First, updates: I added in the 2011 version of NRPSI’s code – nothing very exciting, mostly just housekeeping after the separation from CIOL and a new directive to actually respond to the complaints process. ITI also has a new 2013 version, which lost nothing from before but added several new things: they are now the only organisation to explicitly forbid price fixing, bribery and poaching work from other members.
But then I left the UK for the first time and went into the NAD-RID Code of Professional Conduct for ASL/English interpreters, which was somewhat surprising and threw up quite a few isolated things that no British terp has ever thought needed spelling out. On the plus side though, they don’t have any of that guff about “adding” and “taking away” from the “spirit of meaning”, which still sounds to me like conducting a séance with a dead accountant.

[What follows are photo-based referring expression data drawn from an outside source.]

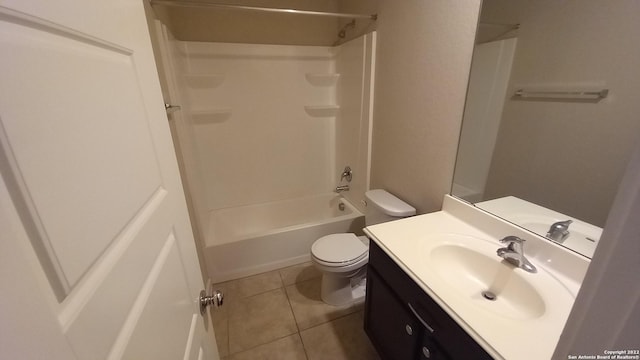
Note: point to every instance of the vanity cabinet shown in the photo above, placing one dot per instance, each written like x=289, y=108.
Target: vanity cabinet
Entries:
x=403, y=322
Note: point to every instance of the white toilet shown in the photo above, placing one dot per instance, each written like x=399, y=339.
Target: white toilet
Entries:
x=342, y=257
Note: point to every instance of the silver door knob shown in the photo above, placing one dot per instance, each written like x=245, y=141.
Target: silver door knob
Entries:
x=408, y=329
x=216, y=298
x=171, y=108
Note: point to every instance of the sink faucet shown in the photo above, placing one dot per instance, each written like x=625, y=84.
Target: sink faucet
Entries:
x=559, y=231
x=514, y=253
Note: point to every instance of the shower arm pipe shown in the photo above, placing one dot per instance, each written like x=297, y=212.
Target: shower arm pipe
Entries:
x=263, y=9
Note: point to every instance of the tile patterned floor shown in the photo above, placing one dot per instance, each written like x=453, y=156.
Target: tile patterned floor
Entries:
x=279, y=315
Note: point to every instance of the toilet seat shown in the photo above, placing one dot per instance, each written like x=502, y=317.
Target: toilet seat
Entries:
x=338, y=250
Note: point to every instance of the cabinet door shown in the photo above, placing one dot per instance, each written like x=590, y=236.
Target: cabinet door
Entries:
x=430, y=350
x=394, y=331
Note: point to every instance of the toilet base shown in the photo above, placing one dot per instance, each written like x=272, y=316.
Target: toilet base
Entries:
x=341, y=290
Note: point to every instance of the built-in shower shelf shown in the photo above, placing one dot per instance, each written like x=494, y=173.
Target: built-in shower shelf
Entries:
x=322, y=110
x=323, y=79
x=201, y=81
x=216, y=115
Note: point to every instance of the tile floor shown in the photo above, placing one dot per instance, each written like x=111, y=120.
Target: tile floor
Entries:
x=279, y=315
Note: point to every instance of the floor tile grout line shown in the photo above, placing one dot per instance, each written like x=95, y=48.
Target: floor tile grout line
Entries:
x=267, y=343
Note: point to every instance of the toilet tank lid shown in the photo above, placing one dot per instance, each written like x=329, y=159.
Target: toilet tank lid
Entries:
x=389, y=204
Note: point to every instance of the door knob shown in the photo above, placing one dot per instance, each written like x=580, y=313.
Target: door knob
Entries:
x=216, y=298
x=171, y=108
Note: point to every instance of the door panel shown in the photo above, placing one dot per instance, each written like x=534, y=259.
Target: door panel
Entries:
x=68, y=119
x=88, y=161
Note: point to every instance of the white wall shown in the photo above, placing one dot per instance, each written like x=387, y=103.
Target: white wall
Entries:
x=488, y=84
x=269, y=122
x=354, y=62
x=255, y=141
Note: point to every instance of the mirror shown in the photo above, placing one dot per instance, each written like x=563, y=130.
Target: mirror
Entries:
x=552, y=114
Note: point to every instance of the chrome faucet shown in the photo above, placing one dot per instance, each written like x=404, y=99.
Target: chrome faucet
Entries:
x=514, y=253
x=559, y=231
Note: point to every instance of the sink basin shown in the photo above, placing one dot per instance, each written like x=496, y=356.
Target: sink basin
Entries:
x=487, y=281
x=466, y=270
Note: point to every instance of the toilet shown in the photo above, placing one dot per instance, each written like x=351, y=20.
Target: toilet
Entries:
x=342, y=258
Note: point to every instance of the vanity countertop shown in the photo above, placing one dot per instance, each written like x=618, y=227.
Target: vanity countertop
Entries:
x=525, y=328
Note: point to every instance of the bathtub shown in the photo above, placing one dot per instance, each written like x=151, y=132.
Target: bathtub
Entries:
x=251, y=239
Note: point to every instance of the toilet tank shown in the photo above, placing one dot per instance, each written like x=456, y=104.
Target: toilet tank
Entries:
x=383, y=206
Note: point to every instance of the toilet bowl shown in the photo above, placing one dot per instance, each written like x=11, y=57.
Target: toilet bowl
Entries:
x=342, y=258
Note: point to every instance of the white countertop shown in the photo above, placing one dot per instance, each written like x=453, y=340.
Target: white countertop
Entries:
x=528, y=335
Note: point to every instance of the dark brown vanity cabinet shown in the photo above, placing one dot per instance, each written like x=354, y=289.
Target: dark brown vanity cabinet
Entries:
x=403, y=322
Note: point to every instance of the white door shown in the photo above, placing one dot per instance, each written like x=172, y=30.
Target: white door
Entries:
x=97, y=260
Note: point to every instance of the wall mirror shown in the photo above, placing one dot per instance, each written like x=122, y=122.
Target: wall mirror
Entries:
x=552, y=114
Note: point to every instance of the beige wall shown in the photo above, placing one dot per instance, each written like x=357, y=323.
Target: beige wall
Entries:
x=423, y=62
x=215, y=25
x=570, y=156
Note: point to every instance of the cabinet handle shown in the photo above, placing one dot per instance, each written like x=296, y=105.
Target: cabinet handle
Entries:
x=408, y=329
x=415, y=313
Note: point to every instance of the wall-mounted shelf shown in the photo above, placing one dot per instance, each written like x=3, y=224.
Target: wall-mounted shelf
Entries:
x=217, y=115
x=322, y=79
x=322, y=110
x=202, y=81
x=568, y=95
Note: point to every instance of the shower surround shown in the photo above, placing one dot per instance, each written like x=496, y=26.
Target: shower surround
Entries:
x=264, y=133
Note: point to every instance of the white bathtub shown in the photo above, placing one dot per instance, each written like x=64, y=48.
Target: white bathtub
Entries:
x=248, y=240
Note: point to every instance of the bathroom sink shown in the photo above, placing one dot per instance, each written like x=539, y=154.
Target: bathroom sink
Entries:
x=467, y=269
x=487, y=281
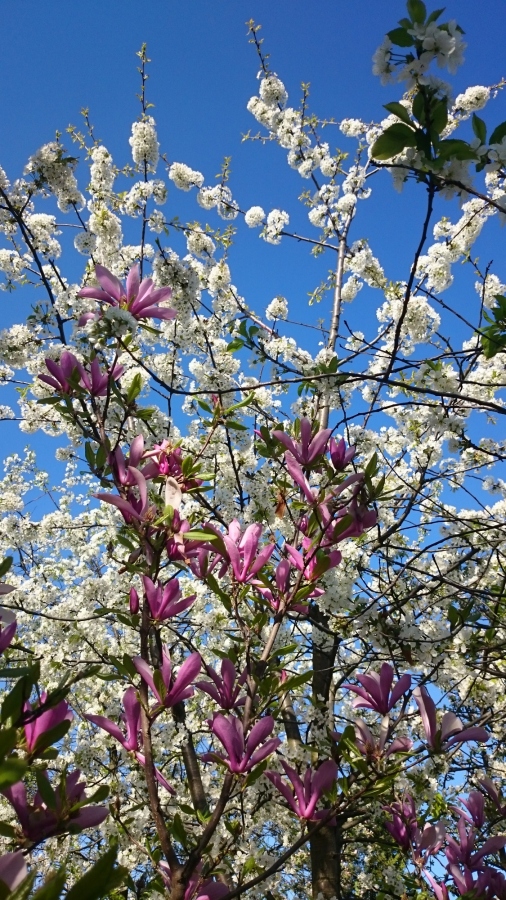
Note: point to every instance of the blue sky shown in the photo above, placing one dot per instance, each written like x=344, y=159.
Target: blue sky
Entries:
x=58, y=57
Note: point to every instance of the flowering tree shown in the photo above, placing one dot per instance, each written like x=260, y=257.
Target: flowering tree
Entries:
x=238, y=559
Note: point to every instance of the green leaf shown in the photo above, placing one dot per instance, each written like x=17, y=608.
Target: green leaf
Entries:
x=52, y=887
x=178, y=830
x=255, y=773
x=50, y=737
x=7, y=741
x=89, y=454
x=393, y=141
x=98, y=796
x=498, y=134
x=23, y=891
x=400, y=111
x=434, y=16
x=11, y=771
x=135, y=388
x=234, y=345
x=236, y=426
x=45, y=789
x=400, y=37
x=100, y=880
x=417, y=11
x=418, y=107
x=479, y=128
x=297, y=681
x=15, y=700
x=372, y=466
x=452, y=148
x=5, y=566
x=439, y=116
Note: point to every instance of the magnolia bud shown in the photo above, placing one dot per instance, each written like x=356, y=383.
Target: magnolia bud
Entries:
x=134, y=601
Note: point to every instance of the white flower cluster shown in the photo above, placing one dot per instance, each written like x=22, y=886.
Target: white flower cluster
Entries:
x=86, y=243
x=42, y=228
x=272, y=91
x=106, y=226
x=254, y=217
x=220, y=197
x=473, y=99
x=350, y=288
x=53, y=170
x=276, y=222
x=185, y=178
x=363, y=263
x=200, y=244
x=102, y=172
x=12, y=265
x=352, y=127
x=141, y=192
x=218, y=278
x=144, y=144
x=489, y=288
x=277, y=309
x=442, y=44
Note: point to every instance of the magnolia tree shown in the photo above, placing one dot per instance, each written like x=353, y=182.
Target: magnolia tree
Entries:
x=253, y=648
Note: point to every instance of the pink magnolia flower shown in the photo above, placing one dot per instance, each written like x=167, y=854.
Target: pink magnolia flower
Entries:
x=279, y=592
x=132, y=715
x=132, y=740
x=440, y=889
x=132, y=506
x=490, y=788
x=225, y=690
x=178, y=547
x=314, y=561
x=303, y=796
x=452, y=730
x=376, y=692
x=295, y=470
x=474, y=811
x=167, y=460
x=196, y=889
x=13, y=869
x=405, y=830
x=404, y=823
x=97, y=382
x=38, y=721
x=362, y=519
x=8, y=623
x=39, y=822
x=140, y=299
x=68, y=369
x=165, y=602
x=241, y=550
x=121, y=466
x=168, y=692
x=488, y=885
x=463, y=852
x=309, y=448
x=133, y=601
x=243, y=754
x=339, y=455
x=375, y=748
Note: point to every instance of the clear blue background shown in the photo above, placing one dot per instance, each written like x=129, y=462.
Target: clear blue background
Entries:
x=58, y=57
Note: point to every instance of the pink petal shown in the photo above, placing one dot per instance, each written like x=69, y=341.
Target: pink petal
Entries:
x=108, y=726
x=318, y=444
x=146, y=674
x=133, y=282
x=95, y=294
x=109, y=283
x=427, y=712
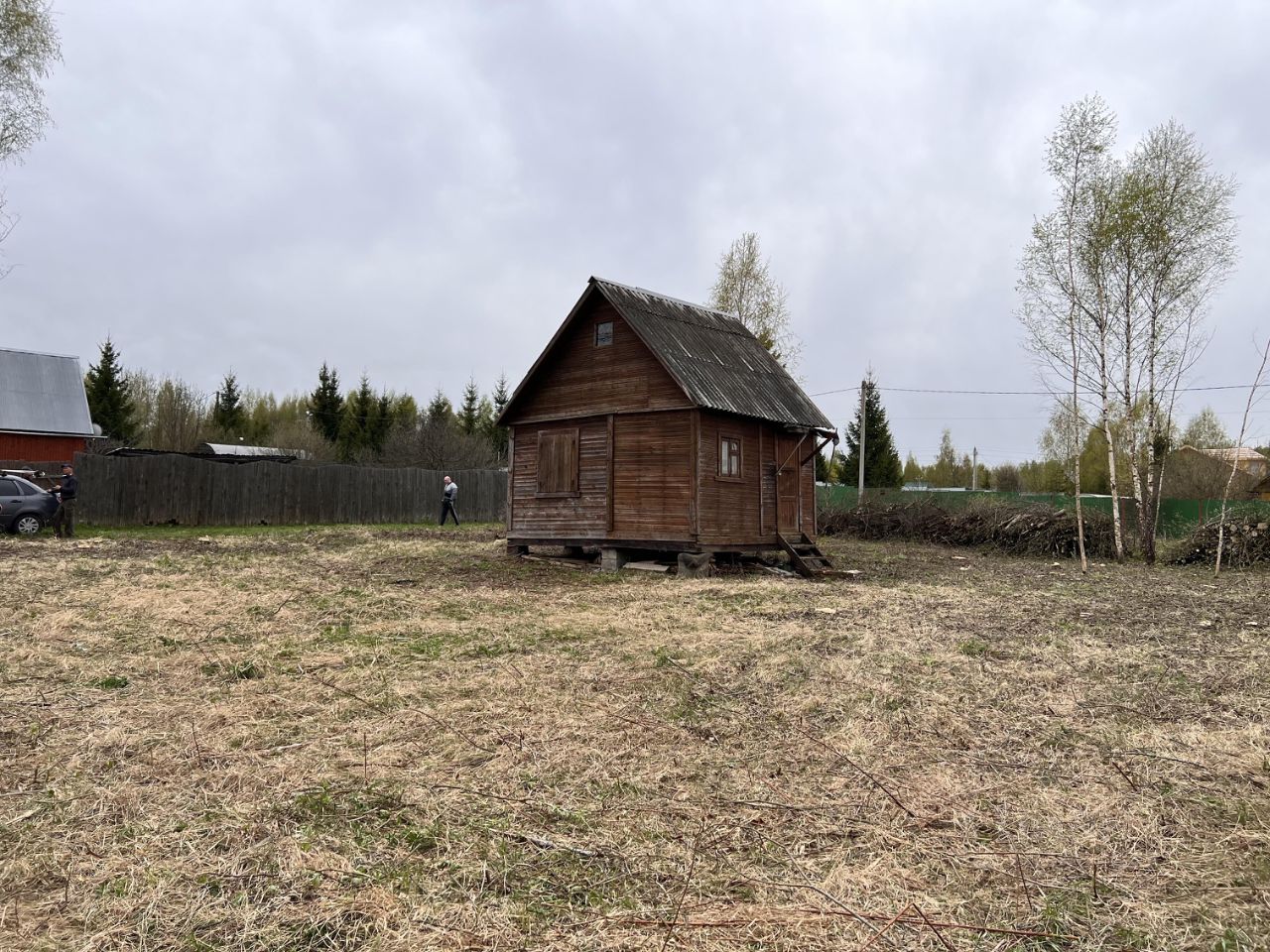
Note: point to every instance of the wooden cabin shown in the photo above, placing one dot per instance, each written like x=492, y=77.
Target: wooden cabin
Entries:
x=653, y=424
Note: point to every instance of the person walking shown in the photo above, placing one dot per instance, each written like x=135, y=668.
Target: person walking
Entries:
x=447, y=500
x=67, y=492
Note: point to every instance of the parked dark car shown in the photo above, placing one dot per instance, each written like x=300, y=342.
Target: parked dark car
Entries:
x=24, y=507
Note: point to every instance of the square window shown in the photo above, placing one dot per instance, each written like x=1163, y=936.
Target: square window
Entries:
x=729, y=457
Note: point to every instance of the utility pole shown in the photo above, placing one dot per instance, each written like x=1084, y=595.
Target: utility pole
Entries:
x=860, y=494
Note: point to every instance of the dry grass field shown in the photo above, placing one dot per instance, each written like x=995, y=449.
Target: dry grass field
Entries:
x=399, y=739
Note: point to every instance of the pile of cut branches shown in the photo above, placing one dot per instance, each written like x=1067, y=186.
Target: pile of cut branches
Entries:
x=1035, y=531
x=1247, y=542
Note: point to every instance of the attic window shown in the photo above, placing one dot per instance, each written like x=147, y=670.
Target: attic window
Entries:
x=729, y=457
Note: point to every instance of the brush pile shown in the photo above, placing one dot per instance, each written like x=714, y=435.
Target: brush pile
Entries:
x=1035, y=531
x=1247, y=542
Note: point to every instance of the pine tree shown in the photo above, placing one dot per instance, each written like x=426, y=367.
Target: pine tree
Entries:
x=227, y=413
x=498, y=434
x=440, y=409
x=822, y=468
x=912, y=470
x=326, y=405
x=108, y=402
x=357, y=426
x=881, y=461
x=468, y=414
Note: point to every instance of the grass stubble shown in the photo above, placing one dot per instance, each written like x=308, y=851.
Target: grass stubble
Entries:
x=348, y=739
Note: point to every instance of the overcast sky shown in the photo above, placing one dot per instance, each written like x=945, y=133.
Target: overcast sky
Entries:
x=421, y=190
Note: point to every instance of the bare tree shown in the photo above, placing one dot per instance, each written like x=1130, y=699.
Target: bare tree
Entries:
x=1185, y=232
x=1243, y=430
x=1057, y=295
x=746, y=290
x=28, y=49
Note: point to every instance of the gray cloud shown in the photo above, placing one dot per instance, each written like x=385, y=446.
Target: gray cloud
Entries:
x=420, y=190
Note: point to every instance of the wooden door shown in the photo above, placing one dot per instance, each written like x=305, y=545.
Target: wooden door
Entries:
x=788, y=449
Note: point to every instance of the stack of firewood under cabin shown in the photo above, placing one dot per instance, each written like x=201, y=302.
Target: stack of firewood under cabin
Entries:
x=1247, y=542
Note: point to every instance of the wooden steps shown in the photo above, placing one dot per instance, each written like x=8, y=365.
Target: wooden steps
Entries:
x=807, y=557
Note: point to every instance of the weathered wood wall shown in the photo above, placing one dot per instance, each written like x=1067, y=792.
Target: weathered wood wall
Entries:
x=579, y=379
x=187, y=492
x=653, y=492
x=584, y=515
x=730, y=508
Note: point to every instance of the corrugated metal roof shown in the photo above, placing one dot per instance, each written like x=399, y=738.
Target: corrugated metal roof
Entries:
x=239, y=449
x=712, y=356
x=42, y=394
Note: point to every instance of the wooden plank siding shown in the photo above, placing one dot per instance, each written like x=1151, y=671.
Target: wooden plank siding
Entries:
x=149, y=490
x=730, y=508
x=581, y=515
x=579, y=379
x=653, y=489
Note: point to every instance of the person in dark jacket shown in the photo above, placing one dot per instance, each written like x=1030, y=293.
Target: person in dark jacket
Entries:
x=67, y=493
x=447, y=500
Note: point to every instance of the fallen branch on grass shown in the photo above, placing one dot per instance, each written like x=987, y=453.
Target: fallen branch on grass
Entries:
x=802, y=912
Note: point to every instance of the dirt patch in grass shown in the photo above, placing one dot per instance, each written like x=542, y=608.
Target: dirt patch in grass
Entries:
x=397, y=739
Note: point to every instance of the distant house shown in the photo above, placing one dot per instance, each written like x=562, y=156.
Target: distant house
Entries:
x=1203, y=474
x=239, y=449
x=649, y=422
x=44, y=408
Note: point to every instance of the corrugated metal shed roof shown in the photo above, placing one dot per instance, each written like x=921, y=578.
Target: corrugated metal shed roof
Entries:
x=716, y=362
x=42, y=394
x=714, y=357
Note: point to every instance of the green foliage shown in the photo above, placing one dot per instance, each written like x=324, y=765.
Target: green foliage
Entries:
x=468, y=413
x=108, y=400
x=229, y=417
x=881, y=462
x=440, y=411
x=326, y=405
x=28, y=49
x=746, y=290
x=498, y=434
x=365, y=422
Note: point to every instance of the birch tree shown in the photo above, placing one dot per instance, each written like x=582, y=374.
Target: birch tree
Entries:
x=1243, y=430
x=1057, y=295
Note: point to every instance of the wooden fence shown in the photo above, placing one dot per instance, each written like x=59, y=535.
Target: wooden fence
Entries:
x=148, y=490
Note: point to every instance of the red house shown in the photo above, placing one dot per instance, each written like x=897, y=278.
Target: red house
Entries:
x=44, y=409
x=649, y=422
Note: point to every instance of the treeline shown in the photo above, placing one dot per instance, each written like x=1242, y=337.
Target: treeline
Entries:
x=1193, y=476
x=358, y=425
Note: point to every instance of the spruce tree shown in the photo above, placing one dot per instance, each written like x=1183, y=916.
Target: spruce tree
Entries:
x=440, y=412
x=912, y=470
x=227, y=413
x=881, y=461
x=498, y=434
x=108, y=402
x=468, y=414
x=326, y=405
x=356, y=428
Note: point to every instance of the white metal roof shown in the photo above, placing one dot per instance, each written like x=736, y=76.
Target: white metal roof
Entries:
x=42, y=394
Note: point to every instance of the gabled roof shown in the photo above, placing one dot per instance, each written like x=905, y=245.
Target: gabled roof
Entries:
x=712, y=357
x=42, y=394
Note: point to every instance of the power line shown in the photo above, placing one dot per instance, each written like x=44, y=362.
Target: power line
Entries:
x=1012, y=393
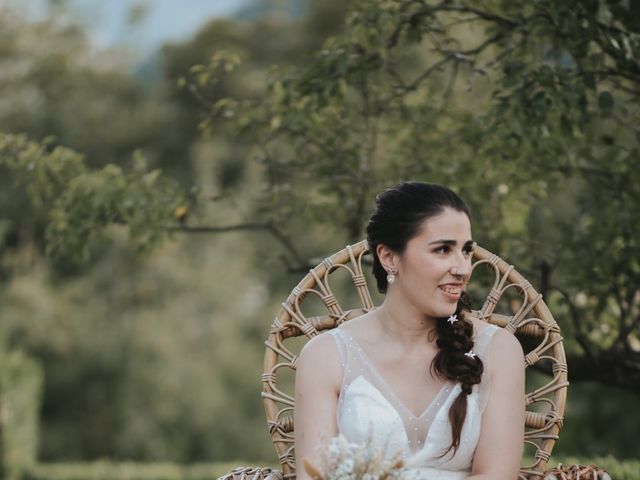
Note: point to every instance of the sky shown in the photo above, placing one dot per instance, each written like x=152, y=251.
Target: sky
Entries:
x=165, y=20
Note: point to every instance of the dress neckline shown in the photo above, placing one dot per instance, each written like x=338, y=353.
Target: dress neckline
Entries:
x=436, y=400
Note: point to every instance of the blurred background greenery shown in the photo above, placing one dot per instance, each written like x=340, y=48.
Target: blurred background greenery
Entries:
x=157, y=205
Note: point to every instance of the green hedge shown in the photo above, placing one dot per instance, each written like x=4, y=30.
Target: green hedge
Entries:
x=20, y=392
x=103, y=470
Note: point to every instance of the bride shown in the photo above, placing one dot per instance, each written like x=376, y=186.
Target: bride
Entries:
x=418, y=376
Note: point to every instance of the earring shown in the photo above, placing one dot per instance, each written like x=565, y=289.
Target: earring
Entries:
x=391, y=276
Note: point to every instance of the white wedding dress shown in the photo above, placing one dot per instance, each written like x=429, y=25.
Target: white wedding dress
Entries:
x=369, y=411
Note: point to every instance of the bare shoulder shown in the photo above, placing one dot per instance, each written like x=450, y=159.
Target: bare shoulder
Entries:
x=319, y=362
x=506, y=352
x=321, y=346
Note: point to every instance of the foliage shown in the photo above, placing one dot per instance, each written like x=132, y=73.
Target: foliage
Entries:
x=526, y=108
x=20, y=397
x=103, y=470
x=497, y=99
x=79, y=203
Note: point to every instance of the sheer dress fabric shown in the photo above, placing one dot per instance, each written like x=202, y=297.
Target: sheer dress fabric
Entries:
x=369, y=412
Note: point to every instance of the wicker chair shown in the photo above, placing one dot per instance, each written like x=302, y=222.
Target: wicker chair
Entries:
x=526, y=315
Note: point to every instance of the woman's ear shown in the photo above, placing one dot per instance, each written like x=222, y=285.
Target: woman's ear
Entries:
x=388, y=258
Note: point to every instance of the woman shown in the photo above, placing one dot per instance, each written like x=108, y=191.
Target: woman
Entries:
x=418, y=374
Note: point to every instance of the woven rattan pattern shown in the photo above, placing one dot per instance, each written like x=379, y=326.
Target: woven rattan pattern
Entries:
x=532, y=321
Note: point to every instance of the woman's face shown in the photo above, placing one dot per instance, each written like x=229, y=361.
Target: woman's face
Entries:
x=436, y=264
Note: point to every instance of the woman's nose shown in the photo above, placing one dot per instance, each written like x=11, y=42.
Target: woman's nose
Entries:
x=461, y=266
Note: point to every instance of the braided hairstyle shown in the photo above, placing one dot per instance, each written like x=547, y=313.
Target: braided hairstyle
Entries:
x=400, y=212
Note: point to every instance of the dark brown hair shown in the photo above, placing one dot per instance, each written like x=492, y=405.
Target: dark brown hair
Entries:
x=398, y=216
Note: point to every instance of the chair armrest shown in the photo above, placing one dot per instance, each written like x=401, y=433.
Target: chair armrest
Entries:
x=576, y=472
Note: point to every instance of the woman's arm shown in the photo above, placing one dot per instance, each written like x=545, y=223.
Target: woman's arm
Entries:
x=318, y=375
x=499, y=452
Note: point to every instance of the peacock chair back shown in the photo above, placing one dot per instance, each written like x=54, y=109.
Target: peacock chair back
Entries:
x=511, y=303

As a sign language terp I find it wonderful and amazing that in other slices of the interpreting/translation professions we can find strange and unnerving things, which can make you question whether your own field is completely sane:
- Simultaneous interpreting is very bad and pretty much a last-ditch resort (AIIC)
- In case there was any doubt, national law is a bit more important than a voluntary regulator’s code (NRPSI, NAD-RID)
- Terps with failing physical or mental health must “withdraw from the profession”, Eskimo style (NAD-RID)
- BSL/English terps used to have to “afford their colleagues assistance” and “strive to do good”, but don’t strictly need to bother any more (NRCPD)
- American terps can’t take mind-altering drugs during an assignment, but it may be a necessity elsewhere (NAD-RID)
- International spoken language conference terps are the only ones who have an explicit problem with being in two places at the same time (AIIC)
- In America, everyone within a 1,000 mile radius needs warning and consultation before you show up with a trainee interpreter in tow (NAD-RID)
I exaggerate somewhat for comic effect. But the overall picture remains the same as before – the values that all professional interpreters agree on, and the behaviours they abjure, are without exception extrinsic to the profession, ie. represent “professionalism” in and of itself, and are not really about interpreting at all.